Everything about New Picnic Time suggests a group pushing upward, Allen Ravenstine’s abstract synthwaves and Tom Herman’s nerve-shredding guitars chasing the heights of David Thomas’s wobbly, exploratory falsetto. ‘These are the best times of all’, sings Thomas on Kingdom Come; however, it’s a declaration drenched in irony. The recording sessions for the album had been fractious, apparently, and guitarist Herman left, taking with him Ubu’s strongest connection to the rock world.
He was replaced on 1981’s The Art Of Walking by Mayo Thompson, whose playing was less serrated, more zig-zag, Beefheartian. This gave more space for Thomas’s lyrical peregrinations and, shadowed by the synaptic burblings of Ravenstine’s synthesiser, and a more arrhythmical approach, many critics felt that Ubu had washed up on the remote island of whimsy.
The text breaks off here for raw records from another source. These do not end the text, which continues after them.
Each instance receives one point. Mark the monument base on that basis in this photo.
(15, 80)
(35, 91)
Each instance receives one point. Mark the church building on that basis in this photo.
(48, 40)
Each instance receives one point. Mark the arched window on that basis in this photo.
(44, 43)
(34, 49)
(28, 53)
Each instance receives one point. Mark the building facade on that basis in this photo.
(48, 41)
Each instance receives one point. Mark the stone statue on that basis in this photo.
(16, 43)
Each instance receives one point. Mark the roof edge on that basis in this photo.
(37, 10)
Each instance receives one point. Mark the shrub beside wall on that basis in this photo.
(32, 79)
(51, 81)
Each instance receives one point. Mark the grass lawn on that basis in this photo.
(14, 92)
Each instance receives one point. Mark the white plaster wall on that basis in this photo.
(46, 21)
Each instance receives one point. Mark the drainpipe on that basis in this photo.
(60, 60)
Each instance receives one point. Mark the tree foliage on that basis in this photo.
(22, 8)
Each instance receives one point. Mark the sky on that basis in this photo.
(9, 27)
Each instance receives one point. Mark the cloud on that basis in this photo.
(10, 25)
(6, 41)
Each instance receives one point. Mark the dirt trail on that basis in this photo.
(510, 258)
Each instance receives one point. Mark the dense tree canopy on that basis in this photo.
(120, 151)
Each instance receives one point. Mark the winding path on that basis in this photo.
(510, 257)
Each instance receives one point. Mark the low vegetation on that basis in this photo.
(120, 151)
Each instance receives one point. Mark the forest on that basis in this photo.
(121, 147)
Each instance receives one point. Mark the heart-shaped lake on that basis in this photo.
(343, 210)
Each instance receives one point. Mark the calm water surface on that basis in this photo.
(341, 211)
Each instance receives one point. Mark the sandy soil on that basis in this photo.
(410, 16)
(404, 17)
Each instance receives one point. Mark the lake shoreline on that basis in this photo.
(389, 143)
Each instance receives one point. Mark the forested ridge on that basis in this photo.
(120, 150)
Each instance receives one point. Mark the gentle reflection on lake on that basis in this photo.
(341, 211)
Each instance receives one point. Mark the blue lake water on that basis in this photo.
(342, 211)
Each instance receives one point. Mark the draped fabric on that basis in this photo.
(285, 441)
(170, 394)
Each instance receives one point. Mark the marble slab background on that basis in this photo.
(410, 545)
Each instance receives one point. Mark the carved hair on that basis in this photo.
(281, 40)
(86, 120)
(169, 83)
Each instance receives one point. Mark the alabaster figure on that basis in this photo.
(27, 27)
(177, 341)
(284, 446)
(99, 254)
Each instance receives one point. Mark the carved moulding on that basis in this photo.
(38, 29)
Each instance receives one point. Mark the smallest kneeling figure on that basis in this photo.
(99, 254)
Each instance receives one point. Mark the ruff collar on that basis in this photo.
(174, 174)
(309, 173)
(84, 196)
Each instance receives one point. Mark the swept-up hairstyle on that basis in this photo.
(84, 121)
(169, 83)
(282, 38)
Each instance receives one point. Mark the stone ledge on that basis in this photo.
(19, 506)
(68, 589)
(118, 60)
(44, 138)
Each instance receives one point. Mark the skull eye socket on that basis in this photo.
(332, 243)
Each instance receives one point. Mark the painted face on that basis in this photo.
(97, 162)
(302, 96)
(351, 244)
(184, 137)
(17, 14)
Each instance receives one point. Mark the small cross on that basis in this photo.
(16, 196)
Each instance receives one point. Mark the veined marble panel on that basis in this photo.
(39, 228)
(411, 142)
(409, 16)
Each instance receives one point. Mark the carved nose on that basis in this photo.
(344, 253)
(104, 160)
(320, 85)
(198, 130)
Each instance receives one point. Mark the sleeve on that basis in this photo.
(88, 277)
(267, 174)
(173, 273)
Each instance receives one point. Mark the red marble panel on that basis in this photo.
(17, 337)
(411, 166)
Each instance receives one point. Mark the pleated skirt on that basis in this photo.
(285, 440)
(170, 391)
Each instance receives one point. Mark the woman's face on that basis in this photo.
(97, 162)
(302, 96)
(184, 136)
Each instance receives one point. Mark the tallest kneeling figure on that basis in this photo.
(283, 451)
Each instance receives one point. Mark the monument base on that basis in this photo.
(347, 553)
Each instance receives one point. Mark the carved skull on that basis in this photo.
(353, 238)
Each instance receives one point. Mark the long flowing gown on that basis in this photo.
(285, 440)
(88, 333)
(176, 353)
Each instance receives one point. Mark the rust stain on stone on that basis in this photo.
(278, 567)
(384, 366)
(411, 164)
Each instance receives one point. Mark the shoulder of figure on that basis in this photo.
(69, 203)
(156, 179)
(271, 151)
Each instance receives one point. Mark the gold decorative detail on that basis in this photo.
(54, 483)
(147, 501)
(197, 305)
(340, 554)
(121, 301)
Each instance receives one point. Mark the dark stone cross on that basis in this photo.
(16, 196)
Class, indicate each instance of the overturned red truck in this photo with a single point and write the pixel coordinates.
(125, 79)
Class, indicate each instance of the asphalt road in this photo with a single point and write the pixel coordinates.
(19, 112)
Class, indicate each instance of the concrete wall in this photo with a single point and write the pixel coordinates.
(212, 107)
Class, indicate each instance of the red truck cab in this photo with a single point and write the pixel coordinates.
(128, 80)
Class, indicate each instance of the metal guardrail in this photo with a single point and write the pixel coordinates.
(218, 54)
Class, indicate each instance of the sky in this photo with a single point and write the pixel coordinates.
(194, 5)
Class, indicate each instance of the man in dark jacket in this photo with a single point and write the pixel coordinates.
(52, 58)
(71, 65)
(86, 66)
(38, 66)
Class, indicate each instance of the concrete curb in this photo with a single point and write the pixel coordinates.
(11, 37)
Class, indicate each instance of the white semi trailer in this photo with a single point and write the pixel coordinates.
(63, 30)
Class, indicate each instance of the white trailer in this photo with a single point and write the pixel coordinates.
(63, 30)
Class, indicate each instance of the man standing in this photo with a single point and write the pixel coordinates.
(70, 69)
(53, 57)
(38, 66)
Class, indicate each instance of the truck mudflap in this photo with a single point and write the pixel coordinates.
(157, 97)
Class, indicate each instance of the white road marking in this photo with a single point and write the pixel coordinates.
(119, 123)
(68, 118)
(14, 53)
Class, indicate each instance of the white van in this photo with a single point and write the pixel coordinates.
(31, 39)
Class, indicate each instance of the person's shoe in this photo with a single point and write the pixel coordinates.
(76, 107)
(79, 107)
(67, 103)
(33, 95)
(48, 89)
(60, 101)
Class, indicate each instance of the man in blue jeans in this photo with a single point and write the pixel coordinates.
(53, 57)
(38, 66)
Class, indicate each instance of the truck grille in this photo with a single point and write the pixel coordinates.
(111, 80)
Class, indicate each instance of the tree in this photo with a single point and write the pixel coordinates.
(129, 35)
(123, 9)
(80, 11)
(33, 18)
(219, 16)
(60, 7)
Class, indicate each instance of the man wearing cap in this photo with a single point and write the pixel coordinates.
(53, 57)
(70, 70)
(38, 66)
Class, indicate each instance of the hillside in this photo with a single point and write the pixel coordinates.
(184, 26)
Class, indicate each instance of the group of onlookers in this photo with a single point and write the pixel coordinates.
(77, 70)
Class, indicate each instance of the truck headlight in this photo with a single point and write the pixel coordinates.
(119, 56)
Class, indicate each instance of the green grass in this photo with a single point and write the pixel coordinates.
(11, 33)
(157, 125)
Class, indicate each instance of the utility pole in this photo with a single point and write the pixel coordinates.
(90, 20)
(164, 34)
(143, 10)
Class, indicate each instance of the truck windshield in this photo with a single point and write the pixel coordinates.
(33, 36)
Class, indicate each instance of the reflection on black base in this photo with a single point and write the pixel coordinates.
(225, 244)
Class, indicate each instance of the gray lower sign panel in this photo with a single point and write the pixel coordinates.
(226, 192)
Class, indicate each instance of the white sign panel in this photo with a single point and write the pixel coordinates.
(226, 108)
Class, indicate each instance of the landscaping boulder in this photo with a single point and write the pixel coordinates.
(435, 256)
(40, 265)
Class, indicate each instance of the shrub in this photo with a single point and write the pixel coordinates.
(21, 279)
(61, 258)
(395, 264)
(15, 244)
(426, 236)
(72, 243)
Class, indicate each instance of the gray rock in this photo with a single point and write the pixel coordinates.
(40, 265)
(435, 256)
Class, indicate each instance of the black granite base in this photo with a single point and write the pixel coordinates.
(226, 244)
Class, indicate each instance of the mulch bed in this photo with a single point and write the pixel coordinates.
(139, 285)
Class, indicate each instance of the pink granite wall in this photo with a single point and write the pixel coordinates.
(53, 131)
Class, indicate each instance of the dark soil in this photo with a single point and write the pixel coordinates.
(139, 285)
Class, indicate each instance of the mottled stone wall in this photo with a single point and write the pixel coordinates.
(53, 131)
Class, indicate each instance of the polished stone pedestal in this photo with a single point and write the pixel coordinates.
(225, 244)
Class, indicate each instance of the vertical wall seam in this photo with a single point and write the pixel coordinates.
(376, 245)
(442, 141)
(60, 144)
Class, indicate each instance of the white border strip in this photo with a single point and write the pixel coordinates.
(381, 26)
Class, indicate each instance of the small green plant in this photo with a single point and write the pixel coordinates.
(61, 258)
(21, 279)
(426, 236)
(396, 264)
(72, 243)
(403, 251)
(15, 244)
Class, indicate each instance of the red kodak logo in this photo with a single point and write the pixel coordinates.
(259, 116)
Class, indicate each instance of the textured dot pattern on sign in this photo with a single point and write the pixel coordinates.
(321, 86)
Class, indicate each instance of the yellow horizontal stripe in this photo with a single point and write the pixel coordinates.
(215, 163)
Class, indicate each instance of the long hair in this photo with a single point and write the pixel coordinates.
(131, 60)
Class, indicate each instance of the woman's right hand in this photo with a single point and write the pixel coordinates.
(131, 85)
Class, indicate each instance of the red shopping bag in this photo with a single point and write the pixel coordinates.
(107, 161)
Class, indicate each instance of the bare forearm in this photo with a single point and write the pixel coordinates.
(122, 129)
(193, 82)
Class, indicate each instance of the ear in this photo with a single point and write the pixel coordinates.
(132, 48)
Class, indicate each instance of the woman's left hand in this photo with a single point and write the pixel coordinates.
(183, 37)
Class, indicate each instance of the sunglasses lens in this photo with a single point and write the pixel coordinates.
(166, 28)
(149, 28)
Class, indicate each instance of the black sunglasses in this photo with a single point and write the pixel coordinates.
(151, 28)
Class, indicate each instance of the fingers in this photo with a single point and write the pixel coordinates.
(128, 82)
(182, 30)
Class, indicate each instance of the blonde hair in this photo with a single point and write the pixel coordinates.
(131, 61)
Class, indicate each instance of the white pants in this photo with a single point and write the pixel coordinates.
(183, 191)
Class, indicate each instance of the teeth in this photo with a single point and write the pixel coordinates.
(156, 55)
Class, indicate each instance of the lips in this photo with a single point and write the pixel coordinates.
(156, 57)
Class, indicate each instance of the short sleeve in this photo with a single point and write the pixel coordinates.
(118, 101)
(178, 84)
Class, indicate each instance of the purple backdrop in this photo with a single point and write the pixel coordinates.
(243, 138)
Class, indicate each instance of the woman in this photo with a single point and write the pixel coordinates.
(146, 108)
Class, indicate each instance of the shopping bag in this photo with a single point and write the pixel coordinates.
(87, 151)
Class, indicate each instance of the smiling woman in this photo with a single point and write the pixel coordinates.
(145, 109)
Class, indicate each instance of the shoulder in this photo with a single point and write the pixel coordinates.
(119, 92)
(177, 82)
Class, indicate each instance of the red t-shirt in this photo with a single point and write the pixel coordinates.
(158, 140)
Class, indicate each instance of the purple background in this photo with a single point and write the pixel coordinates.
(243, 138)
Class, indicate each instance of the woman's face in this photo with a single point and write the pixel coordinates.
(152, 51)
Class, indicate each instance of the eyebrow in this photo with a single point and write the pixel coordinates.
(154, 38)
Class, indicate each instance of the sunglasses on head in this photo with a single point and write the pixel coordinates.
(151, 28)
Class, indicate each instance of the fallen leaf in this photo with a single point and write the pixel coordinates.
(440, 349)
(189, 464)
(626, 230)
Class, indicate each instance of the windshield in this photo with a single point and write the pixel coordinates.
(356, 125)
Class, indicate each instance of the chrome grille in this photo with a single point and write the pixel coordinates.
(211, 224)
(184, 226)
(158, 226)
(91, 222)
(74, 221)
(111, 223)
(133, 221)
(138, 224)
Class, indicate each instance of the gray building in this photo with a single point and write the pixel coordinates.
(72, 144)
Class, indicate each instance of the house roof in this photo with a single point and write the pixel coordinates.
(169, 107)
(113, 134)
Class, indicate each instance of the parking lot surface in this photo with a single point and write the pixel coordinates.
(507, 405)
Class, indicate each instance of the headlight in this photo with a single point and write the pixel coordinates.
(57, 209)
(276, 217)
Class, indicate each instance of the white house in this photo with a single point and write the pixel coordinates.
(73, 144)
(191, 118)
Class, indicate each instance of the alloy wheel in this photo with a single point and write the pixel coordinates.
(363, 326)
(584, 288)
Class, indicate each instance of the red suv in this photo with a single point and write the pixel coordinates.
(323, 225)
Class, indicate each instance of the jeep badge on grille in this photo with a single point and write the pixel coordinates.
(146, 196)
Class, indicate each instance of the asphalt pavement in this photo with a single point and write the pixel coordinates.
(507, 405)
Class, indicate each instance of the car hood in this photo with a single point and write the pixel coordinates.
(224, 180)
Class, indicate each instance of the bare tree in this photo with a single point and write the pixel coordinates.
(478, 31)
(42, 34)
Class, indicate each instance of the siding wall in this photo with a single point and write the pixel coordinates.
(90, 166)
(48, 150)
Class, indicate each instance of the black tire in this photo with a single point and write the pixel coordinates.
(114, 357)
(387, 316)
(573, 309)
When 1982’s Songs Of The Bailing Man came out, it was caustically dubbed Songs Of The Boring Men by NME. They were wrong, and it’s only now that we can see Thomas was just beginning to establish a vast, existential lyrical heartland of his own, which he wanders to this day. With a disc including live outtakes and priceless B-sides, this is an essential collection.